Stepping up for native species

Jo Booker setting off to walk Ben Lomond last Sunday. PHOTO: PHILIP CHANDLER
Jo Booker setting off to walk Ben Lomond last Sunday. PHOTO: PHILIP CHANDLER
An Arrowtowner’s so committed to restoring native species she’s planning to walk 5200 kilometres this year — or 100km a week.

And, to make each step count, she hopes to raise $52,000, or $10 per km, along the way.

Jo Booker’s raising the money for Southern Lakes Sanctuary, which supports 100-plus voluntary groups trapping introduced predators between Makarora and Routeburn-Dart.

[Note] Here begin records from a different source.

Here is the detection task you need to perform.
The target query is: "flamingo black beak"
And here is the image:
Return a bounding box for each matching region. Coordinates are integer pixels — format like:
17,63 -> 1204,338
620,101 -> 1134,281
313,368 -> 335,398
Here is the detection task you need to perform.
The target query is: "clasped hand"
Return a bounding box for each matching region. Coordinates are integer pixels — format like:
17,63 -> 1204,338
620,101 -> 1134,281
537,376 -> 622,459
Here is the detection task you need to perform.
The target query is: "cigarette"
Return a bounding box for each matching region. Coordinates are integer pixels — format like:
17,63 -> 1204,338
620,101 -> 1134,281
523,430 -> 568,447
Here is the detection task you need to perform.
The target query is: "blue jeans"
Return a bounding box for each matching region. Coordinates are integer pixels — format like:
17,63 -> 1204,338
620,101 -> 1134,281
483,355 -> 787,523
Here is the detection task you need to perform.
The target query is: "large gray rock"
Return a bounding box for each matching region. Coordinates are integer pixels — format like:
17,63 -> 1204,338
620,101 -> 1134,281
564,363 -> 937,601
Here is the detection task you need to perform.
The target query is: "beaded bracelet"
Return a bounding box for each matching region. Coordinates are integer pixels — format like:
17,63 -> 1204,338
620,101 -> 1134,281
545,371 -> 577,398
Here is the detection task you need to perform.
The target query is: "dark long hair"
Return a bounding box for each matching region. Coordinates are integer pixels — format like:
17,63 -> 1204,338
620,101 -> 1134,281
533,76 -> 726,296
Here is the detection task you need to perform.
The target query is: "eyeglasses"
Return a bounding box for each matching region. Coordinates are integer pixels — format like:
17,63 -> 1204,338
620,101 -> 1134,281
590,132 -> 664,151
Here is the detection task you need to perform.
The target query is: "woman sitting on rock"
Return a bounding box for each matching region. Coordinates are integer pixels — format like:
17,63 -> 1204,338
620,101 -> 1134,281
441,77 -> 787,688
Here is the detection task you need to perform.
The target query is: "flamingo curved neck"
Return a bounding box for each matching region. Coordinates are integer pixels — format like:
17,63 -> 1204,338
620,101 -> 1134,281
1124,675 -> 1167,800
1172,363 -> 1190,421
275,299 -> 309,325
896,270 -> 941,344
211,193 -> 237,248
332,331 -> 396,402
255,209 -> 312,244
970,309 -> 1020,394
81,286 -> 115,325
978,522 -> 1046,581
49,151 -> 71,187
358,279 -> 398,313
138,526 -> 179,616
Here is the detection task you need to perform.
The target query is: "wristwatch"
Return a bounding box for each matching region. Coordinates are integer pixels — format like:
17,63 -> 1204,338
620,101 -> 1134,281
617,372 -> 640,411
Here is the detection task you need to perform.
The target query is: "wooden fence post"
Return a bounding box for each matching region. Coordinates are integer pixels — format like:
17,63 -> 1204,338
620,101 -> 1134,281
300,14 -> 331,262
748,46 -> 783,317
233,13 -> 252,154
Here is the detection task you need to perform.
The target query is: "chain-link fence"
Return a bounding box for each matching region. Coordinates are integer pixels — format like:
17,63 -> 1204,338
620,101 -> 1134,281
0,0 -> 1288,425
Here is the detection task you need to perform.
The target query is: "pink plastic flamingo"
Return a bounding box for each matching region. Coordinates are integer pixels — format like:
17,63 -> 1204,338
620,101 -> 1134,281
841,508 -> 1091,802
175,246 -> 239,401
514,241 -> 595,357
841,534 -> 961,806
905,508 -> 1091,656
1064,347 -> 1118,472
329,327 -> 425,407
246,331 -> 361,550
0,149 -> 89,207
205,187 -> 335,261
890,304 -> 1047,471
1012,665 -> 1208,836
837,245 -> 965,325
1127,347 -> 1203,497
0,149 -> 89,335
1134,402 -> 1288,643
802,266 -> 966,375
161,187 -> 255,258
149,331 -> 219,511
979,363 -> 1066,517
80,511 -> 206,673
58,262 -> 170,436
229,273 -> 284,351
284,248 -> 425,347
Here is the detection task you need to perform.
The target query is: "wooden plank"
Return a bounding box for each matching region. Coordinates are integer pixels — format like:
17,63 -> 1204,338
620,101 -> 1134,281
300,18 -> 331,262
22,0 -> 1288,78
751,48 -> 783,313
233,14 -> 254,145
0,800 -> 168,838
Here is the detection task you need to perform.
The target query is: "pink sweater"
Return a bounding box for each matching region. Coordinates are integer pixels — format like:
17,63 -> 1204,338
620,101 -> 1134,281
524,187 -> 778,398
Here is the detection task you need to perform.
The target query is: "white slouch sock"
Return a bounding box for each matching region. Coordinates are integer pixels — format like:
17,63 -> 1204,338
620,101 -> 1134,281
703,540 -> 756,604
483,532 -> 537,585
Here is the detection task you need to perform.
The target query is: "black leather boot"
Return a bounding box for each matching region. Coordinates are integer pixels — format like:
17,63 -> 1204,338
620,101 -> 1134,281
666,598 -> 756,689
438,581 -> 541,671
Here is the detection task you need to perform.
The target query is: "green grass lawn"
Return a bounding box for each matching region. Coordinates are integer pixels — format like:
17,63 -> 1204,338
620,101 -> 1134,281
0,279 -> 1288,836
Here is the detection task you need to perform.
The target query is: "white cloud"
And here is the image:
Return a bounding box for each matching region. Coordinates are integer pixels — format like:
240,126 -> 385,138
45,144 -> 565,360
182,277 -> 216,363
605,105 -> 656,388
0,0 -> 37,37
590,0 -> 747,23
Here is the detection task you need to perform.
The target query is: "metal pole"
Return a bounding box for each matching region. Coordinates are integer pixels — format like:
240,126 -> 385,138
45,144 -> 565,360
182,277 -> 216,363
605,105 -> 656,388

"I’m horrified by the decline in native birds in certain areas, but also heartened by the increase where the traps are visual," she says.

"I grew up at the Routeburn and I used to listen to the birds up at Lake Sylvan, and now you go there and there are none."

Booker also works with the management team of Soho Property Ltd, owners of the Mahu Whenua Open Spaces Covenants covering 53,000 hectares of pristine high country.

She says she was inspired by a magazine article suggesting you should walk 1200km a year.

"I thought, ‘gosh, I think I could do that in 12 weeks’, and then I thought, ‘why don’t I just go all in and try to do it all year, and all weathers if necessary?"’

Having been paralysed four years ago, "I’m also celebrating the fact I can now do this", Booker says.

She says her run-of-the-mill walks from home will be Tobins Track in the morning and Sawpit Gully in the afternoon.

But she’ll also mix it up with other walks — she’s inviting others to join her at any stage "and have a chat about the cause".

A keen golfer, Booker, who’s 54, will also measure the kilometres she gobbles up on the golf course — she recently logged 34km during a 72-hole ‘Longest Day’ golf challenge with seven other women for a Cancer Society fundraiser.

She also plans to exceed 100km a week during summer "to get some credit in the bank so the winter’s a little more doable".